A fifth reform was the reform of city government in 1870. The main problem with the existing urban system was that it excluded important residential categories (above all, the nobility) from tax and other obligations, thereby weakening the social and fiscal basis of city government. A commission established in 1862 first conducted a massive survey of public opinion (obtaining formal reports from commissions in 509 cities and towns) and then designed a new self-governing order based on the election of a city council (with curiae weighted according to property ownership). Like the zemstvo, the city council was to provide basic social services, promote commerce and industry, and generally assume responsibility for the development of its own city.

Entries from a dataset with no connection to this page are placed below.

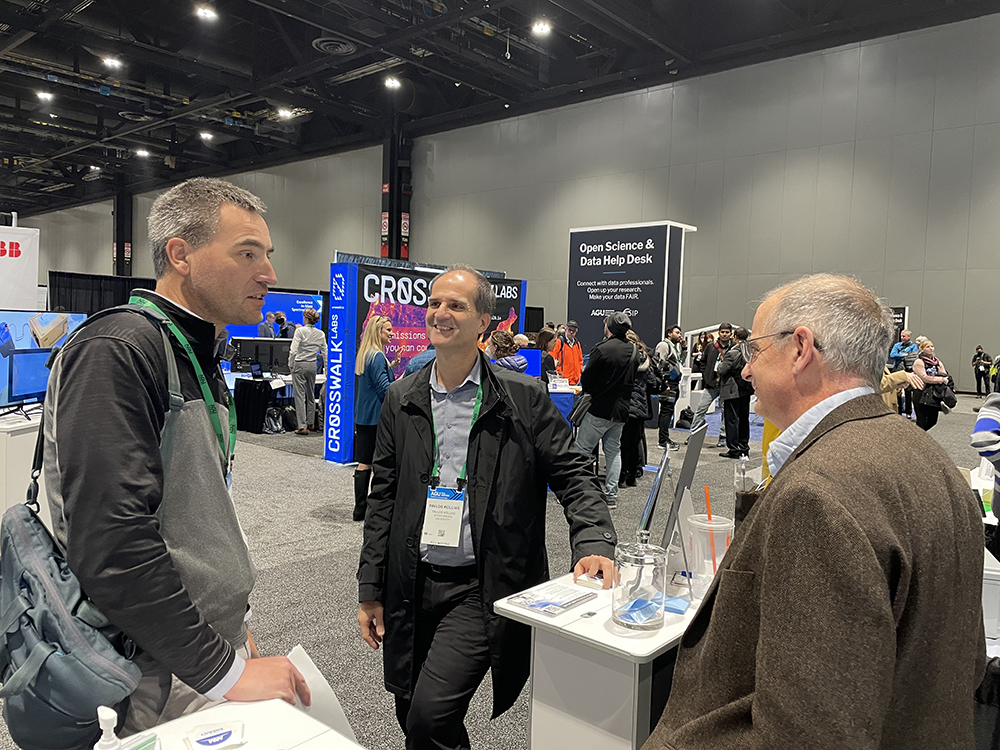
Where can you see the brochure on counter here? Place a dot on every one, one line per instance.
(552, 599)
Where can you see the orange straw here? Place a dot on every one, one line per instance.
(711, 534)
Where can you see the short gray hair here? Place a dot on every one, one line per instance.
(190, 211)
(485, 299)
(852, 325)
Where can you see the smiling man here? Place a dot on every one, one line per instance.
(138, 479)
(456, 520)
(846, 613)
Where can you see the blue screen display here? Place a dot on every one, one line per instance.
(22, 330)
(28, 374)
(290, 304)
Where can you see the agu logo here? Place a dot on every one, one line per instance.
(215, 739)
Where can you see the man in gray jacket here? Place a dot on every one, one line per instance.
(137, 478)
(847, 612)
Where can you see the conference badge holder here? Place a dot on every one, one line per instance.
(443, 516)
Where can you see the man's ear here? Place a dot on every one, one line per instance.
(805, 348)
(178, 255)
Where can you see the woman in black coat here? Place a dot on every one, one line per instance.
(639, 410)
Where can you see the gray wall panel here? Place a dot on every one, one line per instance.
(840, 95)
(798, 215)
(879, 159)
(703, 260)
(955, 80)
(765, 212)
(78, 240)
(913, 100)
(988, 71)
(771, 118)
(869, 204)
(876, 84)
(737, 190)
(984, 218)
(833, 208)
(684, 122)
(909, 191)
(950, 199)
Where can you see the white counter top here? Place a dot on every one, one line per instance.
(591, 623)
(268, 725)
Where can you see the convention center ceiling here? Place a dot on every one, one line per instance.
(102, 97)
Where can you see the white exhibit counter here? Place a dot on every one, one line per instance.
(267, 725)
(593, 681)
(17, 449)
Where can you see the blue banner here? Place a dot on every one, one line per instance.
(342, 337)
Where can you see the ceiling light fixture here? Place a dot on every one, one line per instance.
(541, 27)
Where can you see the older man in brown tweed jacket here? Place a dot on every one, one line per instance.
(846, 614)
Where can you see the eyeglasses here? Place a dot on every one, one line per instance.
(750, 350)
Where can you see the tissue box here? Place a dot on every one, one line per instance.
(991, 595)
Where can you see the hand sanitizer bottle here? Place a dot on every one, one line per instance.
(107, 718)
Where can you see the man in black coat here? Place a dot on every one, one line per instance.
(981, 364)
(710, 379)
(608, 380)
(463, 456)
(735, 393)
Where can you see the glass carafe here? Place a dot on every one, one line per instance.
(640, 583)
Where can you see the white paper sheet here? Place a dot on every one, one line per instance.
(325, 706)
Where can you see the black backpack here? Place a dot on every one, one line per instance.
(273, 421)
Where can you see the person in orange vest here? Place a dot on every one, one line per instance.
(569, 354)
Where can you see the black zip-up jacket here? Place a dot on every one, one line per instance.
(519, 445)
(109, 414)
(713, 353)
(608, 378)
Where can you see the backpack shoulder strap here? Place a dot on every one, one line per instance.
(173, 385)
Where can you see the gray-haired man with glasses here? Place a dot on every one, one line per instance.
(847, 611)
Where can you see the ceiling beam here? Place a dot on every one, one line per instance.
(196, 69)
(624, 21)
(56, 11)
(389, 46)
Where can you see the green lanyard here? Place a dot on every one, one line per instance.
(436, 471)
(206, 391)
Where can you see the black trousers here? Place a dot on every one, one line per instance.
(926, 415)
(906, 401)
(451, 656)
(982, 382)
(666, 403)
(737, 415)
(631, 447)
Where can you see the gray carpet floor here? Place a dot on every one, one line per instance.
(296, 510)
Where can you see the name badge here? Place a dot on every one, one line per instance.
(443, 517)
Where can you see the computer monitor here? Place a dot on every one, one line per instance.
(271, 354)
(695, 441)
(27, 375)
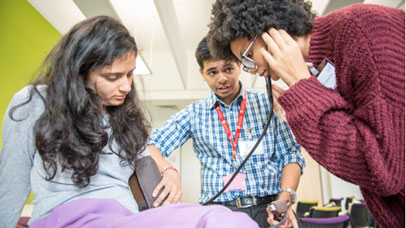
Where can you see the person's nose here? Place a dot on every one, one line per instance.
(125, 84)
(223, 78)
(253, 70)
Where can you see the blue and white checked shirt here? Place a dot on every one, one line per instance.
(200, 122)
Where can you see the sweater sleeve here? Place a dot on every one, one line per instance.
(16, 158)
(355, 132)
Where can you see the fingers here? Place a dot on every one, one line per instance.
(273, 47)
(158, 188)
(171, 190)
(292, 218)
(277, 89)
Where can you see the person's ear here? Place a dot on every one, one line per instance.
(201, 74)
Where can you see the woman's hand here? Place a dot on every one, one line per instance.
(284, 56)
(277, 108)
(171, 189)
(290, 222)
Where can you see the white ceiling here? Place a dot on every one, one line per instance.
(167, 33)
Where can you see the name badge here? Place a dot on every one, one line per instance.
(246, 147)
(327, 74)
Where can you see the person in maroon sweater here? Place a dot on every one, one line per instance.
(356, 128)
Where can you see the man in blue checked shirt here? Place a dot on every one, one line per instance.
(224, 127)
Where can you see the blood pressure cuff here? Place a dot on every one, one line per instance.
(143, 182)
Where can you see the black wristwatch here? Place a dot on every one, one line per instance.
(292, 194)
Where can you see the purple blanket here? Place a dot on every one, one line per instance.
(109, 213)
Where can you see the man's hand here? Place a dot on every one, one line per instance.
(284, 56)
(290, 222)
(172, 190)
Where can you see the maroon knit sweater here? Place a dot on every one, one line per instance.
(357, 131)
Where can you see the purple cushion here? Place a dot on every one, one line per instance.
(327, 221)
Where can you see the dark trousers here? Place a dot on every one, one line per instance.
(258, 213)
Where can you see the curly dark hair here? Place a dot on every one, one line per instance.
(233, 19)
(202, 53)
(71, 132)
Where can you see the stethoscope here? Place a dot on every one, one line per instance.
(270, 98)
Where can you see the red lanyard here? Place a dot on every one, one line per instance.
(239, 125)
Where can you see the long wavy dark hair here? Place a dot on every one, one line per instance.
(71, 132)
(232, 19)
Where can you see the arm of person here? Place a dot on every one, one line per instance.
(356, 141)
(290, 180)
(16, 159)
(170, 180)
(291, 162)
(163, 141)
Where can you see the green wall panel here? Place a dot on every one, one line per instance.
(26, 37)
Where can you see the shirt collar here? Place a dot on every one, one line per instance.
(213, 97)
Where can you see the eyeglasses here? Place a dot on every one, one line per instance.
(248, 63)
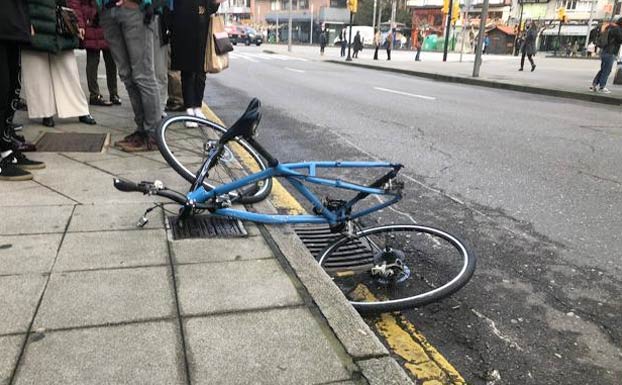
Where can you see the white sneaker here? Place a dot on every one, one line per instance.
(199, 113)
(190, 111)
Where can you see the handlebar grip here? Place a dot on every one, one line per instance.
(125, 185)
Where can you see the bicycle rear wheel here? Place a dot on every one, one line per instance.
(186, 149)
(433, 264)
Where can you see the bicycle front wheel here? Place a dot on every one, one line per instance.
(406, 266)
(186, 149)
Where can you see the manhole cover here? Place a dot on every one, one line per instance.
(206, 226)
(356, 254)
(71, 142)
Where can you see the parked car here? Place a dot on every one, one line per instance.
(235, 32)
(251, 36)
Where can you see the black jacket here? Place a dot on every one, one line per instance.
(14, 21)
(190, 22)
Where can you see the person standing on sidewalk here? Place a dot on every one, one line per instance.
(610, 48)
(528, 47)
(323, 39)
(128, 28)
(14, 30)
(92, 40)
(191, 19)
(377, 40)
(50, 76)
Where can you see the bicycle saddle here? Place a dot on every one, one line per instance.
(246, 125)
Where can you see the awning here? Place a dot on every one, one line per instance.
(567, 30)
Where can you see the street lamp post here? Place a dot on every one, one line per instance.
(289, 29)
(480, 39)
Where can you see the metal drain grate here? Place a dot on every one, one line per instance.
(206, 226)
(71, 142)
(354, 255)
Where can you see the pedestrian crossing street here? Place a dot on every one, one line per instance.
(256, 57)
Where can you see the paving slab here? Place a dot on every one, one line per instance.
(111, 249)
(17, 193)
(220, 249)
(19, 296)
(114, 216)
(20, 254)
(10, 347)
(34, 219)
(284, 346)
(231, 286)
(145, 353)
(89, 298)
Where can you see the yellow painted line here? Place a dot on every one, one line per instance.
(421, 358)
(281, 199)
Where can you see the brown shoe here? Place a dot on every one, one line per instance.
(131, 137)
(140, 144)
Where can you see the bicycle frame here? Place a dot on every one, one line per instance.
(290, 172)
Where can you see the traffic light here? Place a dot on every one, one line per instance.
(455, 12)
(353, 5)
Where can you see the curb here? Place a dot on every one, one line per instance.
(587, 97)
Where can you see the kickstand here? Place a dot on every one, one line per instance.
(143, 220)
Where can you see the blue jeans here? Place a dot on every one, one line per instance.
(606, 64)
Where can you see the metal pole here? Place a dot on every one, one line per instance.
(480, 39)
(289, 28)
(589, 25)
(349, 58)
(373, 18)
(311, 29)
(447, 29)
(520, 27)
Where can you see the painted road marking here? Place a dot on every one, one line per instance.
(295, 70)
(405, 93)
(422, 360)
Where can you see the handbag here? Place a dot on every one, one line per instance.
(66, 22)
(218, 46)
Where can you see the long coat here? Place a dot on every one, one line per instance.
(43, 20)
(529, 44)
(14, 21)
(189, 26)
(88, 19)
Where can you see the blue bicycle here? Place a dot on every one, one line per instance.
(379, 268)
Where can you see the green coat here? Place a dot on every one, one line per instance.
(43, 20)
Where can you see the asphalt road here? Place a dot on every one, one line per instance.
(532, 183)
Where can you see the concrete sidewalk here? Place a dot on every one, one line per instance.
(561, 77)
(87, 298)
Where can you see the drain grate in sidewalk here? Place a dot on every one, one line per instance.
(206, 226)
(71, 142)
(352, 255)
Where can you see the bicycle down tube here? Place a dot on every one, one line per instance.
(288, 171)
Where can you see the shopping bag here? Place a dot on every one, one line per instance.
(218, 46)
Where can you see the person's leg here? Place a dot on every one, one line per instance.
(113, 31)
(111, 73)
(522, 60)
(160, 65)
(139, 41)
(92, 64)
(37, 84)
(606, 66)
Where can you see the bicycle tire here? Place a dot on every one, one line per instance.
(190, 145)
(419, 248)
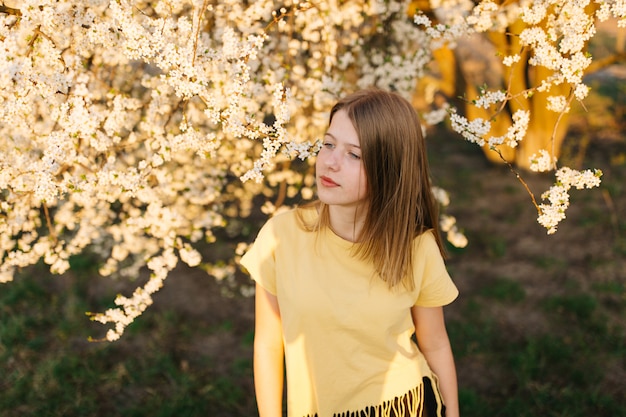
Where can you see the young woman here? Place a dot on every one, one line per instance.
(344, 283)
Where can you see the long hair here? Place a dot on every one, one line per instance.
(401, 205)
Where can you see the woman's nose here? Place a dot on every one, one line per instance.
(332, 160)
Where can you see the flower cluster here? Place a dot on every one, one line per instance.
(552, 212)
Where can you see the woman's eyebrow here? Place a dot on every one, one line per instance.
(354, 145)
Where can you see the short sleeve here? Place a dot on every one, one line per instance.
(436, 288)
(260, 261)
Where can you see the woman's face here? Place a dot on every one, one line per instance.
(339, 169)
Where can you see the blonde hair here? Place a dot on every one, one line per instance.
(401, 205)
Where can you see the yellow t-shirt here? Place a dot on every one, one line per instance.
(347, 336)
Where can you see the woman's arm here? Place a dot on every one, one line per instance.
(433, 341)
(268, 354)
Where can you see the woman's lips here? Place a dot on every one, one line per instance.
(327, 182)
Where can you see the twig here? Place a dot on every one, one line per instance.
(519, 178)
(10, 10)
(49, 223)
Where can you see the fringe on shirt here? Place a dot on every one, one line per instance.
(422, 401)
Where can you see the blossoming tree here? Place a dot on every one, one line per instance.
(135, 128)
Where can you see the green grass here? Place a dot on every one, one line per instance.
(47, 367)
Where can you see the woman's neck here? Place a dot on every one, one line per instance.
(347, 223)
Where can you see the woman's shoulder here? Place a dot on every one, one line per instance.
(426, 242)
(292, 217)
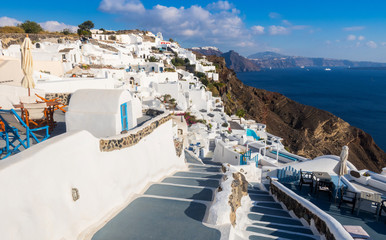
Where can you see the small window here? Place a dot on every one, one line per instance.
(124, 117)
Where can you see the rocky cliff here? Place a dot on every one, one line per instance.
(307, 131)
(239, 63)
(8, 39)
(233, 60)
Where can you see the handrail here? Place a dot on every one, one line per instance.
(332, 225)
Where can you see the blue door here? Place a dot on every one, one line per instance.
(124, 117)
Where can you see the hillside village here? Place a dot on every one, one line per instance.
(139, 110)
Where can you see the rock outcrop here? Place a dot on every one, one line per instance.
(239, 190)
(307, 131)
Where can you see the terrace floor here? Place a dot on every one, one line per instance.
(367, 220)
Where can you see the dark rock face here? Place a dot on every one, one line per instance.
(208, 51)
(307, 131)
(239, 63)
(233, 59)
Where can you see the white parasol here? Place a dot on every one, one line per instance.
(27, 64)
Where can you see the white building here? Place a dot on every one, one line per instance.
(103, 113)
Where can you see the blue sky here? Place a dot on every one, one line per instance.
(335, 29)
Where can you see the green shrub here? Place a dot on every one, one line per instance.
(30, 27)
(11, 29)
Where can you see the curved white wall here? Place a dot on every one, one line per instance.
(36, 184)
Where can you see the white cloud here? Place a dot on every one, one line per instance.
(286, 22)
(216, 23)
(220, 5)
(351, 37)
(55, 26)
(123, 6)
(257, 29)
(274, 15)
(353, 28)
(278, 30)
(371, 44)
(6, 21)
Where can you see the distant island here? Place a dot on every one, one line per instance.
(255, 62)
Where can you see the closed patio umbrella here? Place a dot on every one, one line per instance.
(27, 64)
(342, 165)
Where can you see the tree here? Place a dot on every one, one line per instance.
(153, 59)
(85, 27)
(30, 27)
(11, 29)
(66, 31)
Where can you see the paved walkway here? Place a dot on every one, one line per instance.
(271, 221)
(172, 209)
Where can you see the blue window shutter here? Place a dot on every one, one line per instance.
(124, 117)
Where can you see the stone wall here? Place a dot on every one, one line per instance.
(130, 139)
(239, 190)
(302, 212)
(63, 98)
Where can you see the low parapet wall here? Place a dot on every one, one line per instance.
(324, 223)
(66, 188)
(133, 136)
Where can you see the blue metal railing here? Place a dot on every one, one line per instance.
(288, 174)
(244, 158)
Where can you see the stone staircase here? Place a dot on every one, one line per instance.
(270, 221)
(171, 209)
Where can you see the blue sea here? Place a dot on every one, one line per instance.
(356, 96)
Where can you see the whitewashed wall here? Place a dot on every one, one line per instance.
(36, 184)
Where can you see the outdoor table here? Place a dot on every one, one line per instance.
(322, 176)
(372, 197)
(50, 113)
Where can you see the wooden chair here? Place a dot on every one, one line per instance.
(57, 107)
(382, 208)
(323, 186)
(347, 196)
(355, 174)
(17, 134)
(306, 178)
(35, 114)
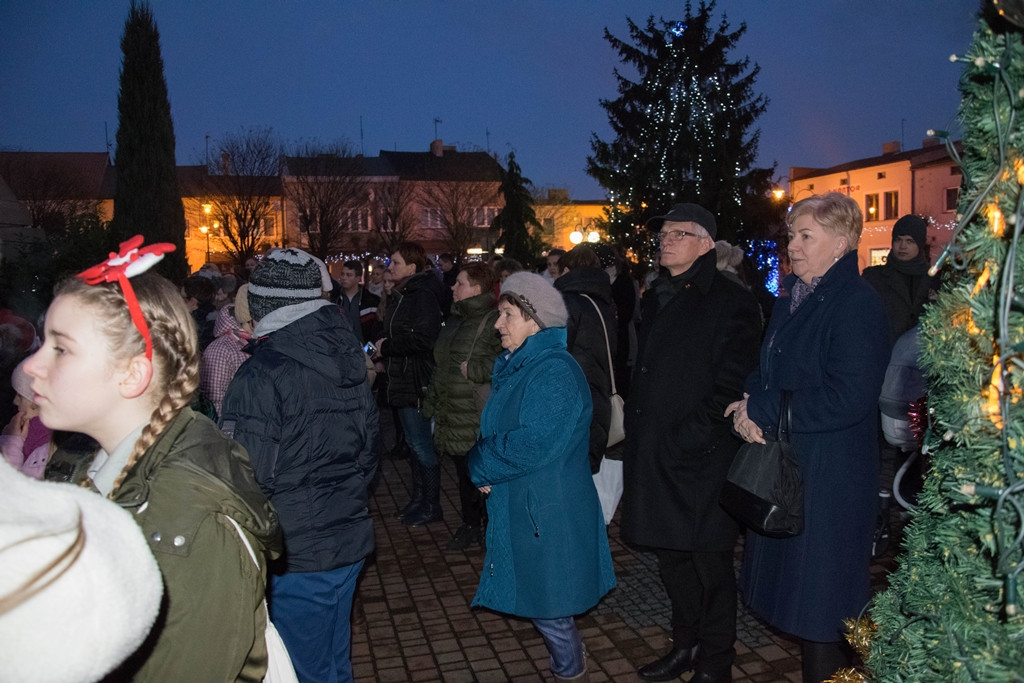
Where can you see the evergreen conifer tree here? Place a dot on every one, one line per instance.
(683, 130)
(952, 609)
(146, 200)
(516, 220)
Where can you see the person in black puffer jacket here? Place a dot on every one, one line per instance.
(302, 408)
(411, 328)
(583, 276)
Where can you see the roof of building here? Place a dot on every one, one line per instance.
(450, 165)
(327, 165)
(66, 175)
(194, 181)
(926, 156)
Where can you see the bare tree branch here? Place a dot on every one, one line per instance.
(243, 180)
(459, 209)
(328, 187)
(393, 213)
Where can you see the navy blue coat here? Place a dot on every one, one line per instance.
(548, 551)
(301, 407)
(832, 353)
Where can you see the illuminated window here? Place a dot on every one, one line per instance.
(871, 208)
(355, 220)
(891, 206)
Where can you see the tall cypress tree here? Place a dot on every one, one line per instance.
(146, 200)
(517, 220)
(683, 130)
(953, 611)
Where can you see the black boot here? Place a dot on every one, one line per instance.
(416, 497)
(670, 667)
(465, 538)
(430, 508)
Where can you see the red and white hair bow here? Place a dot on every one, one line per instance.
(132, 259)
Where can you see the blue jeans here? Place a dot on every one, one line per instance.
(564, 644)
(312, 610)
(418, 435)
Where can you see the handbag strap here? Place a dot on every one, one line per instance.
(245, 541)
(784, 415)
(607, 345)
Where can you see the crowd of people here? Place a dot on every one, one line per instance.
(237, 418)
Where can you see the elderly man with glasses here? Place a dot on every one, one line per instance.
(698, 340)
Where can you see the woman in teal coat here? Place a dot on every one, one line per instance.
(548, 554)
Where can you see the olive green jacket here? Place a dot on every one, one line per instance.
(212, 621)
(452, 398)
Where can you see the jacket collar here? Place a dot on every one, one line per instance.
(546, 340)
(839, 275)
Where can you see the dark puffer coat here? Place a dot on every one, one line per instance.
(694, 354)
(412, 324)
(586, 342)
(301, 407)
(452, 398)
(832, 353)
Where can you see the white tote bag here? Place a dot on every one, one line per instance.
(279, 665)
(608, 481)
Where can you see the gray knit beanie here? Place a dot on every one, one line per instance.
(539, 298)
(283, 278)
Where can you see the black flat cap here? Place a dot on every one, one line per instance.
(683, 213)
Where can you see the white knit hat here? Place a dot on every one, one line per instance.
(539, 298)
(79, 587)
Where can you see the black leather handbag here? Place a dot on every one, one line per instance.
(764, 489)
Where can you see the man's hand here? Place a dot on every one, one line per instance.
(745, 427)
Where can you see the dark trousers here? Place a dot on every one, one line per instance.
(701, 587)
(470, 498)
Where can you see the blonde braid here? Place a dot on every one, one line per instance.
(182, 380)
(175, 349)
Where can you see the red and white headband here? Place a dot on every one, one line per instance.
(132, 259)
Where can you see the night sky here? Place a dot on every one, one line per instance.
(842, 76)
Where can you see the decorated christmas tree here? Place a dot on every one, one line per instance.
(952, 610)
(684, 128)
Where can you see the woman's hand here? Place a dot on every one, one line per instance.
(745, 427)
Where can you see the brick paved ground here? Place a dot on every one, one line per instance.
(419, 626)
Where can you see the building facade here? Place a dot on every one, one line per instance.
(924, 181)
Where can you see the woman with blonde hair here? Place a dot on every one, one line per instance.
(822, 361)
(120, 364)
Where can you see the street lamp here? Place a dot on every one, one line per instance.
(778, 193)
(205, 229)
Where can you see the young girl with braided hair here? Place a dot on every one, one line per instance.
(120, 364)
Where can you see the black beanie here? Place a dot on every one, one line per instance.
(915, 227)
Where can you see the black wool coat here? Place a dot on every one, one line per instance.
(693, 355)
(411, 328)
(586, 343)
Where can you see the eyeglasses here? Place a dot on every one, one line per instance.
(670, 237)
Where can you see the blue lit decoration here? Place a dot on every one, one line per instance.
(675, 31)
(764, 253)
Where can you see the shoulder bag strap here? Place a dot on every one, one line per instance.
(607, 346)
(784, 416)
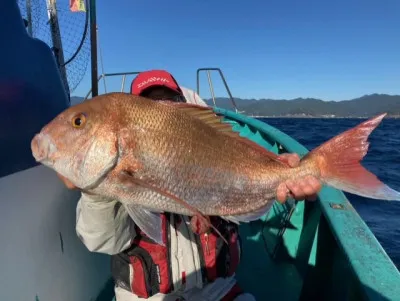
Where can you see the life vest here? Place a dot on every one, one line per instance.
(145, 267)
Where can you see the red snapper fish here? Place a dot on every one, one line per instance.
(181, 158)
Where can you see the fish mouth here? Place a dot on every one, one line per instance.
(42, 148)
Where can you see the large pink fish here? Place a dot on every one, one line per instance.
(173, 157)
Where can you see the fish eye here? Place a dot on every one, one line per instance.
(78, 120)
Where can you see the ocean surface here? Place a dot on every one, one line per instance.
(383, 159)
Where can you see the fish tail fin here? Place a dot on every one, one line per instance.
(340, 167)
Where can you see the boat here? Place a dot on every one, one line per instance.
(319, 250)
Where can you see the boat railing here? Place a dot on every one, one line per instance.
(105, 75)
(210, 84)
(207, 70)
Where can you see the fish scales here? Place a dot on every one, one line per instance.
(173, 157)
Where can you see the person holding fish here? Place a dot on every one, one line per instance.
(165, 184)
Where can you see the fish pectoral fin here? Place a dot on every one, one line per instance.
(150, 223)
(126, 176)
(208, 116)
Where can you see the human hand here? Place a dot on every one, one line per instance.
(305, 188)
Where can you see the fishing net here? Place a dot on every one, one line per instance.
(74, 33)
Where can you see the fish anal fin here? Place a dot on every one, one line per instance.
(248, 217)
(208, 116)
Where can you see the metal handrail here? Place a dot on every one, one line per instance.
(124, 74)
(211, 86)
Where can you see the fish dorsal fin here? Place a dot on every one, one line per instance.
(208, 116)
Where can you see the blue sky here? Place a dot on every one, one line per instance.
(332, 50)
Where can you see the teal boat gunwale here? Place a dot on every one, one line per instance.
(368, 260)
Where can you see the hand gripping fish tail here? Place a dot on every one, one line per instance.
(339, 163)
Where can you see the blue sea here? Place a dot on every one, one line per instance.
(383, 159)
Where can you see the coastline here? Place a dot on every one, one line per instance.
(322, 117)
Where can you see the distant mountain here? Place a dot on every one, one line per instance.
(365, 106)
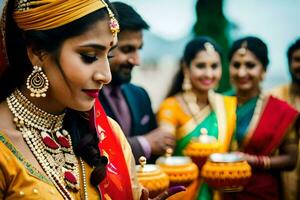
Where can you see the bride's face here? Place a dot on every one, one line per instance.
(80, 69)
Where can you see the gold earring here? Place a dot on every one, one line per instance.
(37, 82)
(186, 85)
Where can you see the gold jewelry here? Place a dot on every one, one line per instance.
(49, 143)
(243, 50)
(209, 48)
(37, 83)
(186, 85)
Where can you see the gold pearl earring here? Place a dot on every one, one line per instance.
(37, 83)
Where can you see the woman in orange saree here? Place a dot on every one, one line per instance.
(266, 126)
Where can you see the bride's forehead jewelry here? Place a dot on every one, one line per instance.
(49, 14)
(209, 48)
(243, 49)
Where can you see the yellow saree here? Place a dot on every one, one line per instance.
(19, 179)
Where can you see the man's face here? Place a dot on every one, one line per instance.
(126, 56)
(295, 66)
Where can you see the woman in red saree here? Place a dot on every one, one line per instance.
(266, 126)
(54, 60)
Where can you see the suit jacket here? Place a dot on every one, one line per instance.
(142, 116)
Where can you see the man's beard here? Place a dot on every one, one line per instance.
(120, 77)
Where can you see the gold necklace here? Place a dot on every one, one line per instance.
(50, 144)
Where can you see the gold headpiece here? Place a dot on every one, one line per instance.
(209, 48)
(243, 50)
(49, 14)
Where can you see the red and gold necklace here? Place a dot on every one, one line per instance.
(50, 144)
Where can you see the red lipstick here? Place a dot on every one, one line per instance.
(92, 93)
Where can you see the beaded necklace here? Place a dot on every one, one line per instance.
(50, 144)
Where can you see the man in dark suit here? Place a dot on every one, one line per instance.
(127, 103)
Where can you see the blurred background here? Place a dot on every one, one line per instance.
(174, 22)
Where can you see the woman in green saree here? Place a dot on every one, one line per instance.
(192, 104)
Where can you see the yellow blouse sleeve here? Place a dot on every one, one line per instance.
(136, 187)
(3, 184)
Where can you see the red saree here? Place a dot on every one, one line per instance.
(275, 120)
(117, 184)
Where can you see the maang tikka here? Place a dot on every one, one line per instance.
(37, 82)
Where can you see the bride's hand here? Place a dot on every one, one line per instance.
(169, 192)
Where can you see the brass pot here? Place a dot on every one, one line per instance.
(228, 172)
(180, 169)
(152, 177)
(201, 148)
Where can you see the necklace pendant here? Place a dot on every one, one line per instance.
(63, 140)
(71, 180)
(48, 141)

A sixth reform was censorship, which had exercised so notorious and pernicious an influence in pre-reform Russia. The late 1850s had already witnessed a gradual relaxation of censorship (as the regime tolerated public comment on serf emancipation and other reform plans), but the pressure for reform accelerated with the proliferation of journals and newspapers in the 1860s. To a considerable degree, the government found it practically impossible to engage in pre-censorship. It therefore issued the ‘Temporary Regulations’ of 1865, which abolished most pre-censorship in favour of punitive measures (involving suspensions or closing). Although censorship was by no means eliminated, the new regulations significantly enhanced the ability of the press to publish quickly and, within limits, to exercise some freedom of expression.

The seventh reform concerned the Russian Orthodox Church, which had internalized many norms, structures—and problems—of state and society. Critics emphasized the deplorable condition of seminaries, the caste-like profile of the parish clergy (who had to marry and whose own sons replaced them), the corrupt and inefficient condition of ecclesiastical administration and courts, and the poor support accorded most parish clergy. Special commissions designed a broad range of reforms, including the establishment of parish councils in 1864 (to raise funds for local needs), the reform of ecclesiastical schools in 1867 (modernizing curriculum and opening the schools to youths from all social classes), the formal abolition of the clerical caste in 1867, and a radical reorganization of parishes in 1869 (essentially combining small, uneconomic parishes into larger units). Still more reforms were in preparation, including a liberalization of ecclesiastical courts and censorship.

These Great Reforms thus affected a broad set of social, administrative, and cultural institutions. Most reflected a common set of principles—vsesoslovnost′ (‘all-estateness’, i.e. all estates were to participate), glasnost (‘publicity’, i.e. with societal participation in planning and implementing reform), and clear willingness to draw upon Western models. Moreover, most reforms aspired to shift power—and responsibility—from the state to society or particular social groups. Aware that the state lacked the capability or even financial means to modernize, the reformers endeavoured to liberate society’s own vital forces and to create structures (from the zemstvo to parish councils) where local initiative could sponsor development.

Economic Development

Although the government appeared to have won the political struggle, in fact deep structural changes were dramatically reshaping society and economy—and not necessarily in the direction of stability or controllable change. By the late 1890s the realm would be shaken by profound unrest—from the factory to the village—that ultimately derived from the pattern of economic and social change in the preceding decades. The key dynamic here was the explosive combination of agricultural crisis and industrialization.